D’une part, il sera rappelé que l’aptitude et la qualification professionnelle de la victime constituent une des composantes de l’incapacité permanente.
D’autre part, le taux d’incapacité permanente partielle est fixé en fonction de l’état séquellaire au jour de la consolidation, sans que puissent être pris en considération des éléments postérieurs à la consolidation.
Monsieur [Q] [N] conteste le taux socio-professionnel de 0 %.
Monsieur [Q] [N] explique qu’il a été licencié pour inaptitude et qu’il est dans l’impossibilité de reprendre un emploi en raison des séquelles graves qu’il conserve de l’accident et demande de majorer le taux socioprofessionnel.
Le tribunal retient, des pièces et des dires des parties que Monsieur [Q] [N] justifie d’élément soutenant la correction du taux d’incapacité permanente par l’attribution d’un taux socio professionnel destinés à réparer la perte de revenus et la perte d’emploi consécutives à l’accident du travail dont il a été victime.
Il lui sera donc alloué un taux socio-professionnel de 10 %.
En conséquence, les séquelles présentées à la date du 27 février 2024 par Monsieur [Q] [N] justifient l’attribution d’un taux d’incapacité permanente de 60 % composé de 50 % de taux médical et de 10 % de taux socio-professionnel.
La Caisse primaire d’assurance maladie de la Savoie sera condamnée à liquider les droits de Monsieur [Q] [N].
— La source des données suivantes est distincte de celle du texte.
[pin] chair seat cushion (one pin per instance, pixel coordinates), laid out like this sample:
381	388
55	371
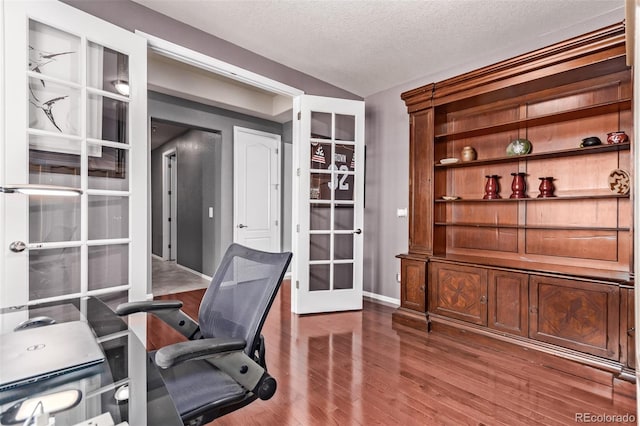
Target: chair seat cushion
197	386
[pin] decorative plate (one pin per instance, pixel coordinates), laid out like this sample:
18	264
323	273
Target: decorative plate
449	161
519	147
619	181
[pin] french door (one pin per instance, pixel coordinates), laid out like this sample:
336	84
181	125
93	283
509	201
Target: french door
329	181
74	106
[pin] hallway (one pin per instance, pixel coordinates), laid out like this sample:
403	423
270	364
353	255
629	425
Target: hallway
167	278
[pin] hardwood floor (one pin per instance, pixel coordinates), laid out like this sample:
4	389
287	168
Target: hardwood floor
356	368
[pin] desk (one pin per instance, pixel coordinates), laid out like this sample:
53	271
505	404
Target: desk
127	364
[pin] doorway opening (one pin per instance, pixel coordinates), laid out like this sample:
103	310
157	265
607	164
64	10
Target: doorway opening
184	186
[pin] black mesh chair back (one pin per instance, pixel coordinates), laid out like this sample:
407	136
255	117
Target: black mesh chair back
241	293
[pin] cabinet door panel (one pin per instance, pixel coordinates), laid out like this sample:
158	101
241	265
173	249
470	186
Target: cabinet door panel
577	315
508	294
627	328
458	292
413	284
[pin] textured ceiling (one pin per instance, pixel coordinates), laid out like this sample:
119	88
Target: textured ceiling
368	46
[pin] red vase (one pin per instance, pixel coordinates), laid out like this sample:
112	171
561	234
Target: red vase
546	187
491	188
518	186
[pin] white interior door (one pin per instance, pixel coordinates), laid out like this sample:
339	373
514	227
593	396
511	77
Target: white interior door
67	123
256	194
329	184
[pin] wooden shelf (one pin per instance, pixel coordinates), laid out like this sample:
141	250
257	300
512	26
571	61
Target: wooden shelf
550	228
540	156
545	199
572	114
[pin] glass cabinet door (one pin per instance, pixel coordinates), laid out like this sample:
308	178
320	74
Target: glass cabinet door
329	255
73	78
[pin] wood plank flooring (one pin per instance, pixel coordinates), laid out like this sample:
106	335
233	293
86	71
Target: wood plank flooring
356	368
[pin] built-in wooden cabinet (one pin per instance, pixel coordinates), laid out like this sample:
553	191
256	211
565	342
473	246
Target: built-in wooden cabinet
458	291
413	284
580	315
508	302
550	268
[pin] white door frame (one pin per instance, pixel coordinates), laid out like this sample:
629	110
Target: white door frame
276	196
168	208
81	24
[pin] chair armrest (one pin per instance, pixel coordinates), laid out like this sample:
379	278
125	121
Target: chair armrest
147	306
197	349
168	311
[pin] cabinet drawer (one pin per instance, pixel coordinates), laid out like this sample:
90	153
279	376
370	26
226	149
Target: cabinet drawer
575	314
459	292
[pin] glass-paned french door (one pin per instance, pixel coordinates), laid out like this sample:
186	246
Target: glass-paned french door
330	203
75	116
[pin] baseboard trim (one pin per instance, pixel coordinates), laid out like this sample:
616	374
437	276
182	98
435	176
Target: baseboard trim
381	298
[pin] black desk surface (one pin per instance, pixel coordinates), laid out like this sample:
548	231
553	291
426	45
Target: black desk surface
126	364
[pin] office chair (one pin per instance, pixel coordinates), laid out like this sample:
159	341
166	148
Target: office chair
222	367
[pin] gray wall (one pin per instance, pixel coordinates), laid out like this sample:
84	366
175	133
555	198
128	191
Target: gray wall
133	16
198	155
169	108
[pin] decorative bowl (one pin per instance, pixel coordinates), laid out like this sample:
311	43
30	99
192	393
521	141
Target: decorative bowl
449	160
617	137
590	141
519	146
619	182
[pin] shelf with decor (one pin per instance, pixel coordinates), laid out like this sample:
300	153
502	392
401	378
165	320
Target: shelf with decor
572	114
588	150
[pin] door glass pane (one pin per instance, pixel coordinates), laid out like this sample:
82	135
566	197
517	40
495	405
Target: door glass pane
344	157
319	246
54	161
108	70
320	217
53	52
320	155
54	272
319	186
320	125
319	277
343	246
54	219
108	168
345	127
344	185
106	119
53	107
344	217
108	217
343	276
108	266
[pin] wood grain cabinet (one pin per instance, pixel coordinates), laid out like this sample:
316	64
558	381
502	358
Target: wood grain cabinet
413	284
547	268
459	292
576	314
508	302
627	328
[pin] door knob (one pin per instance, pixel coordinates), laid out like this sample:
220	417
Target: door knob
17	246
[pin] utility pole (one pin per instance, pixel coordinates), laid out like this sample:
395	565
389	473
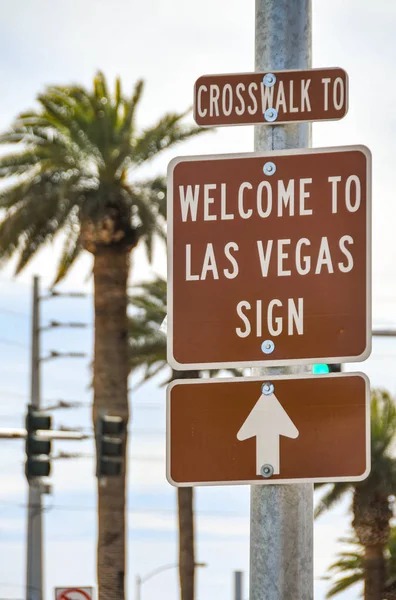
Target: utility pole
238	583
37	486
281	534
34	570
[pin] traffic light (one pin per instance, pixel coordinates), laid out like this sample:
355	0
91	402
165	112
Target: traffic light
38	450
110	446
322	369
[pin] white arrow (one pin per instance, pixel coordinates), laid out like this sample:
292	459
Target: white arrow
267	421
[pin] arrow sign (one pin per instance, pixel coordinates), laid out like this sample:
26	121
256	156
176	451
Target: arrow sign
267	421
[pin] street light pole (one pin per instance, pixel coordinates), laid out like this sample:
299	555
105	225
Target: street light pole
34	563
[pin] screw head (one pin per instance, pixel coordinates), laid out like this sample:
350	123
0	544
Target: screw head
271	114
269	79
267	471
267	388
269	168
268	346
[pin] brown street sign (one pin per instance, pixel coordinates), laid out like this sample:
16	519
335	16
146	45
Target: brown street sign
279	430
269	258
271	98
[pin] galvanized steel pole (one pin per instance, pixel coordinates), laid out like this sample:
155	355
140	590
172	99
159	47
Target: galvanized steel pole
281	536
34	567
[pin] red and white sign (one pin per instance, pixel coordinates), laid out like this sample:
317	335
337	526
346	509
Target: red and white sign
279	429
269	258
74	593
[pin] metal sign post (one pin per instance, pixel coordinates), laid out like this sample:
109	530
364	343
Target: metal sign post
281	521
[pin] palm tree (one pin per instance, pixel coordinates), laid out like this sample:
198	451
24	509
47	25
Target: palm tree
70	170
372	501
348	569
147	345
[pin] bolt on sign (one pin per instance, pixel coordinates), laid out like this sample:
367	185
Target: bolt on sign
269	258
280	430
74	593
274	97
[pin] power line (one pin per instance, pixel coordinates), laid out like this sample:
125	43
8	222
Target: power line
14	313
13	343
134	509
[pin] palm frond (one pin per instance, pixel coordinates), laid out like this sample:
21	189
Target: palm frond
167	132
71	250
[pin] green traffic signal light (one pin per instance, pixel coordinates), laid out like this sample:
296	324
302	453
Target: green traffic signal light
320	369
323	369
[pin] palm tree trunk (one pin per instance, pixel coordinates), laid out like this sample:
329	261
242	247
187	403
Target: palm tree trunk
111	266
185	499
375	572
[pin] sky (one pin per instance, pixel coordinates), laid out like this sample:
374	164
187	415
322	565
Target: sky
169	44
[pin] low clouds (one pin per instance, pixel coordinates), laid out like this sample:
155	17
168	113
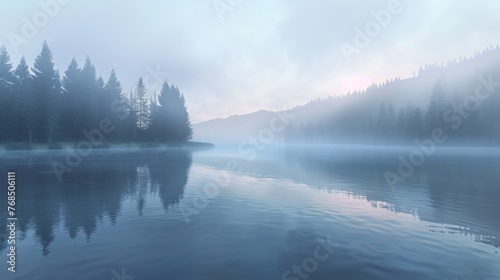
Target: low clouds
261	55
Sur les demandes accessoires
Aux termes de l’article 696 du Code de procédure civile, la partie perdante est condamnée aux dépens, à moins que le juge, par décision motivée, n'en mette la totalité ou une fraction à la charge d'une autre partie.
En application de l'article 700 du Code de procédure civile, le juge condamne la partie tenue aux dépens ou qui perd son procès à payer à l'autre partie la somme qu'il détermine, au titre des frais exposés et non compris dans les dépens. Dans tous les cas, le juge tient compte de l'équité ou de la situation économique de la partie condamnée. Il peut, même d'office, pour des raisons tirées des mêmes considérations, dire qu'il n'y a pas lieu à ces condamnations.
La caisse primaire d’assurance maladie de la Savoie, succombant à l'instance, doit être condamnée au paiement des dépens sur le fondement des dispositions de l’article 696 du Code de procédure civile.
La caisse primaire d’assurance maladie de la Savoie sera également condamnée à verser à la demanderesse la somme de 1 000 euros sur le fondement de l’article 700 du code de procédure civile.